The pullback came amidst reports of joblessness claims dropping to 1.2 million, while U.S. markets started the day off in the red but recovered by the end of the day with Dow and S&P 500 gaining 0.7% and 0.17% respectively.
However, the move wasn’t a surprise for traders as it is quite common for BTC to retrace back to validate that a previous resistance level is acting as the new support.
As of now, BTC is forming a symmetrical triangle on the 4-hour chart and a bullish breakout could be expected if the bulls are able to push prices above the $11,800 resistance.
At press time, BTC is trading at $11,690 but if the price drops below $11,500 and the $11,400 support range, the asset would be heading back to $11,200.
However, it would continue to maintain the pattern of higher lows as long as the price holds above $11,100, continuing the upward rally.
On a weekly time frame, if the price holds above $10,800 the bulls would remain in control.
Traders bet on Bitcoin
Analysts continue to remain bullish considering BTCs recent price action, with prominent trader PentarhUdi, who accurately predicted Bitcoin’s $3000 low in December and the bounce to ~$15,000 in mid-2019, now stating that asset could surpass $20,000 in the next few months.
With reference to the above BTC/USD chart on Tradingview, PentarhUdi wrote:
“This is not more than 4 months prediction, as I spotted new bullish channel.

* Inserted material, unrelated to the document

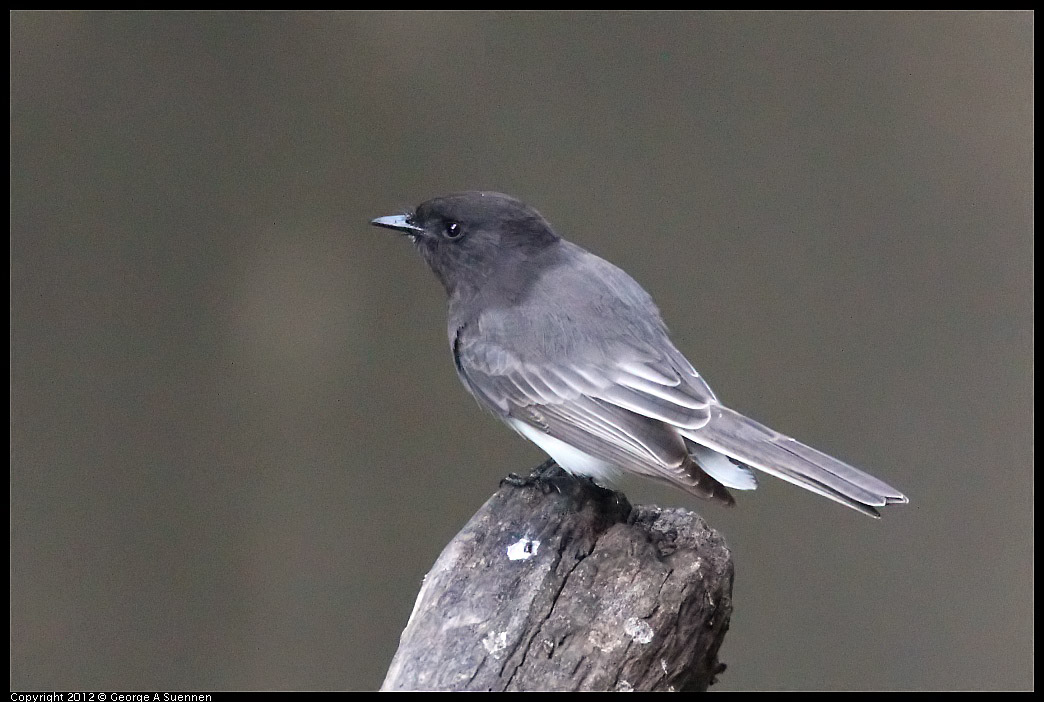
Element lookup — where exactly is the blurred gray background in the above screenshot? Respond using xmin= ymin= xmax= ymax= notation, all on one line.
xmin=10 ymin=11 xmax=1034 ymax=689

According to my idea price may reach ATH area in 2 months with following some triangle-like consolidation.
For EW lovers – I think price is in starting local III wave with all 3rd-wave-specific bullish drama around. Wavelength is around 2 months.”
Mike Novogratz, a former Goldman Sachs partner and current CEO of Galaxy Digital, voiced similar opinions, noting scarce assets like BTC will soon get a major boost as due to the money printing saga of the Federal Reserve.
In a CNBC interview last week, Novogratz said:
“Great bubbles usually end with policy moves… It doesn’t look like the Fed is going to raise rates … The liquidity story isn’t going to go away. We’re going to get a big stimulus. Bitcoin still has a lot of retail interest in it. A lot of that retail interest shifted to the story stocks, to the tech stocks, because they were just more fun … Yesterday you saw a lot of money shift back over to gold and bitcoin.”
Meanwhile, Bitcoin’s active supply just hit a 3-year low at 1,371,903.365 BTC, according to crypto research firm Glassnode. Per the basic principle of supply and demand, lower supply tends to indicate the growing scarcity of an asset and is considered a highly bullish sign.